The United States and Britain, supported for a change by France, are trying to get Russia to sign on to a new Security Council resolution that would require Iraq to accept the return of weapons inspectors. If Russia agrees, China may choose to go along rather than be isolated. In order to get the Russians on board, the Western powers may be tempted to make the new inspection team look different from the old one. Up to a point, some changes are acceptable - so what if the new teamhas a different name? Some of the possible substantive changes, on the other hand, would undermine the inspections regime. The Clinton administration needs to remain firm in opposing them.
First, the administration must persist in rejecting a Russian demand that sanctions on Iraq be lifted the moment inspectors are let back in. Instead, Iraq must be required to submit to several months of inspections before it gets its payoff, and the Security Council should provide for the automatic reimposition of sanctions if Iraq's cooperation wavers.
Second, the administration must re-sist ideas that would dilute the inspection team's effectiveness, either by depriving it of experienced staff or by forcing it to report to the United Nations bureaucracy rather than directly to the Security Council.
Finally, the administration needs to be clear that, if sanctions are eventually lifted, Iraq should not be allowed to spend its oil revenues on armaments or on supposedly civilian goods that might be used to make weapons.

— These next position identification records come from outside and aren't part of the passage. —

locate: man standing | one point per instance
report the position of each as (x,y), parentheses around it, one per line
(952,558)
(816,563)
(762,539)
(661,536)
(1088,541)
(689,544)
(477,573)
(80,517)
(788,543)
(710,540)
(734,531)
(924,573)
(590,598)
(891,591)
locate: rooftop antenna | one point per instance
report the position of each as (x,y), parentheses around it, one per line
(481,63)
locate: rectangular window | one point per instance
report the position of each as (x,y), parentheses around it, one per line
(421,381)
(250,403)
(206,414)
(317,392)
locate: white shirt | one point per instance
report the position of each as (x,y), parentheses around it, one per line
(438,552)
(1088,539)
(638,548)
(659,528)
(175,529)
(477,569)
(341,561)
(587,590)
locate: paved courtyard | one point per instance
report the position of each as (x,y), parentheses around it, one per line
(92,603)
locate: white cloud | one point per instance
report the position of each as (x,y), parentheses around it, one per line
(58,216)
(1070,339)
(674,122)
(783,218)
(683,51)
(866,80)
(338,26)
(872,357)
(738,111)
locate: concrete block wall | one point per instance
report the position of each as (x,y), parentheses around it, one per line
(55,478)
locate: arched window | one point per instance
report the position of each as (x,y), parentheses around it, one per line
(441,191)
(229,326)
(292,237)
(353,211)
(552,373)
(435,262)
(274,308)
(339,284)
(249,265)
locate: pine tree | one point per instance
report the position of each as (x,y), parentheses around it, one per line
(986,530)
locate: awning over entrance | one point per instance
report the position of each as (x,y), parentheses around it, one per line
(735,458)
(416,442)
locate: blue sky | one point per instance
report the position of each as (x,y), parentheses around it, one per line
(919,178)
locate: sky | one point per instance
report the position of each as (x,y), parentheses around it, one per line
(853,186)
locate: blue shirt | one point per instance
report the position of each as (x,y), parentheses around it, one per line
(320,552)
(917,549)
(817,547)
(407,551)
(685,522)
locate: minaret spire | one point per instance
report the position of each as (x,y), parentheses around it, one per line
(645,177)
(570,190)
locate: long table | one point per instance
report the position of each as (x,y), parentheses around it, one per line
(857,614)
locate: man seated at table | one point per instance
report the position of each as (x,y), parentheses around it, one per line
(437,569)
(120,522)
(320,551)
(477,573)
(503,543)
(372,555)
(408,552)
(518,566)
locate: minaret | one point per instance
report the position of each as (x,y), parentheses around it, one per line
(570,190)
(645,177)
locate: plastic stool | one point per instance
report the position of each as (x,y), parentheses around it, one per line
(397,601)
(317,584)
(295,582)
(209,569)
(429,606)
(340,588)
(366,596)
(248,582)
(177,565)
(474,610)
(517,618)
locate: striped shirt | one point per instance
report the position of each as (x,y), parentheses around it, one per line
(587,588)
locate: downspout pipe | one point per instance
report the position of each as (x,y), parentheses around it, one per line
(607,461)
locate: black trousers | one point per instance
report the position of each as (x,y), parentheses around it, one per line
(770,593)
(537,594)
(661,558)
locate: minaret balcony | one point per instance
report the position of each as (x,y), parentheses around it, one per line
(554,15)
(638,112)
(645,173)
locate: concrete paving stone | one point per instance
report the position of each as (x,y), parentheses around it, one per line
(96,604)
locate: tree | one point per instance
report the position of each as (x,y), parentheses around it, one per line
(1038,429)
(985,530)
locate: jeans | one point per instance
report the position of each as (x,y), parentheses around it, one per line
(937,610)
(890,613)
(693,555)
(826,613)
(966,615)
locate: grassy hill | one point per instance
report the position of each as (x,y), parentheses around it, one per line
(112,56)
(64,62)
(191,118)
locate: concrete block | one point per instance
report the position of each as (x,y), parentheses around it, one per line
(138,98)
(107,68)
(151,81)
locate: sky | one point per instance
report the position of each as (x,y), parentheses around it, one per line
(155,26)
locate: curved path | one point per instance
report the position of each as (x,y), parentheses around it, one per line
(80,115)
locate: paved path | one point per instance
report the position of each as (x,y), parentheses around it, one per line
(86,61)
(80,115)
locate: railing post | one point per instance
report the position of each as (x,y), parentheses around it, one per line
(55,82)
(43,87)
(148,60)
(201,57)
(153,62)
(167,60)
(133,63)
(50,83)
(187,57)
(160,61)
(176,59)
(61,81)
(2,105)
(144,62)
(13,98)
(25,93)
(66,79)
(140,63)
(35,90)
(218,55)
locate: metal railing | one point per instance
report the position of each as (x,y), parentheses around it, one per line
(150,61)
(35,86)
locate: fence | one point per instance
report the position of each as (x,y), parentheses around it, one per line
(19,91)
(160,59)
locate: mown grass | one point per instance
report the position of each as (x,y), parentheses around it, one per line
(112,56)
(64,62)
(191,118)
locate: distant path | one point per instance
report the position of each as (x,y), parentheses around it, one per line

Even if the administration gets its way on all three questions, it will face an uphill task in ensuring that the new inspections regime is meaningful. The choice of the chief inspector will be important. It must be somebody as determined to find weapons as the Iraqis are to conceal them. Moreover, it will take some fierce diplomacy to get the inspectors into Iraq, even if the Security Council gives them a mandate. Saddam Hussein probably will assume that if he rejects inspections, the alternative is more sanctions that hurt ordinary Iraqis without hurting his power base. He must be made to abandon this assumption. The alternative to inspections that he needs to hear about is renewed international support for his removal.